Adeline Lionetto-Hesters : De Laure à Marie : l’ascension avortée du poète dans la dernière canzone du Canzoniere de Pétrarque
Adeline Lionetto-Hesters, U. Paris-Sorbonne
Présentation :
Toi seule es pure, Dame des Rêves, que je puis concevoir comme amante sans concevoir de tache, parce que tu es irréelle. […]
Comment ne pas t’adorer alors que tu es la seule adorable ? Comment ne pas t’aimer, si toi seule es digne d’amour ? […]
Mais toi, dans ta vague essence, tu n’es rien. Tu n’as pas de réalité, pas même une réalité qui serait à toi seule. En fait, je ne te vois pas, ne te sens même pas. Tu es comme un sentiment qui serait en même temps son propre objet, et qui appartiendrait tout entier au plus intime de lui-même. […] Ton profil est de n’être rien, et le contour de ton corps idéal défait, en perles isolées, le collier de l’idée même de contour.
Fernando Pessoa, “Notre-Dame du Silence”, Livre de l’intranquillité.
La voix du Serpent insinue : “Vous serez comme des dieux.” L’Etrangère invite : “Viens, enivrons-nous d’amour jusqu’au matin” (Proverbes 7, 18). Les Sirènes chantent : “Viens, Ulysse fameux […] arrête ton navire afin d’écouter notre voix. […] Nous savons tout ce qui advient sur la terre féconde” (Odyssée, XII). La Belle Dame sans Merci entraîne le chevalier dans sa grotte en lui chantant un “chant de fée”, elle le berce, l’endort et lui fait rêver son dernier rêve “sur le versant de la froide colline” (Keats). La séduction, dans les emblèmes moraux d’autrefois, marquait le point où les chemins bifurquent. Elle promet le savoir et le plaisir, mais conduit à la mort.

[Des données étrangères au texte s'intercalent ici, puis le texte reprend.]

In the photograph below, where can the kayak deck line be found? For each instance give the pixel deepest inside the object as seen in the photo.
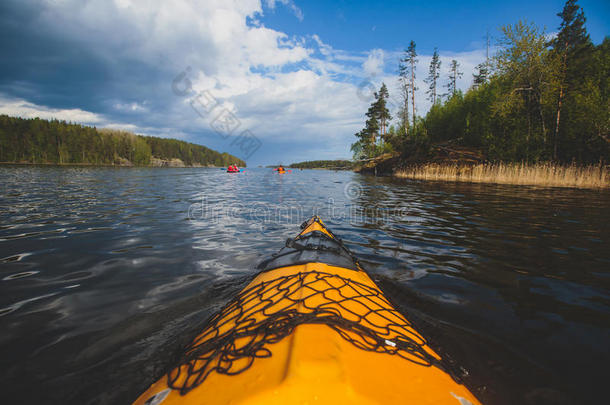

[…] Séduire, selon l’étymologie, c’est attirer à l’écart. Surgit un être fatal, d’une éclatante beauté, parlant d’une voix suave, offrant des plaisirs inconnus. Il ne fallait pas l’écouter. Il eût mieux valu éviter son regard. Un pas hors de la route sûre en a entraîné un autre et l’on se voit soudain égaré en terre de perdition.
Jean Starobinski, Les Enchanteresses.
L’ultime canzone du Canzoniere de Pétrarque est adressée à Marie, figure virginale et céleste dont le poète espère qu’elle saura le détourner définitivement de Laure et étouffer l’amour pondus qui le lie à cette dame au laurier, “celle qui des femmes est le soleil”. Toutefois, la lumière mariale n’éclipse pas l’enchanteresse dont les traits réapparaissent insidieusement sur le visage de la Vierge mère. Tentative avortée de retrouver la voie droite, de mettre fin à l’errance et de quitter la forêt obscure des désirs, cette dernière pièce propose une image profonde et kaléidoscopique de la créature féminine inspiratrice du texte, figure qui fascine, distrait mais aussi rassure et promet le paradis.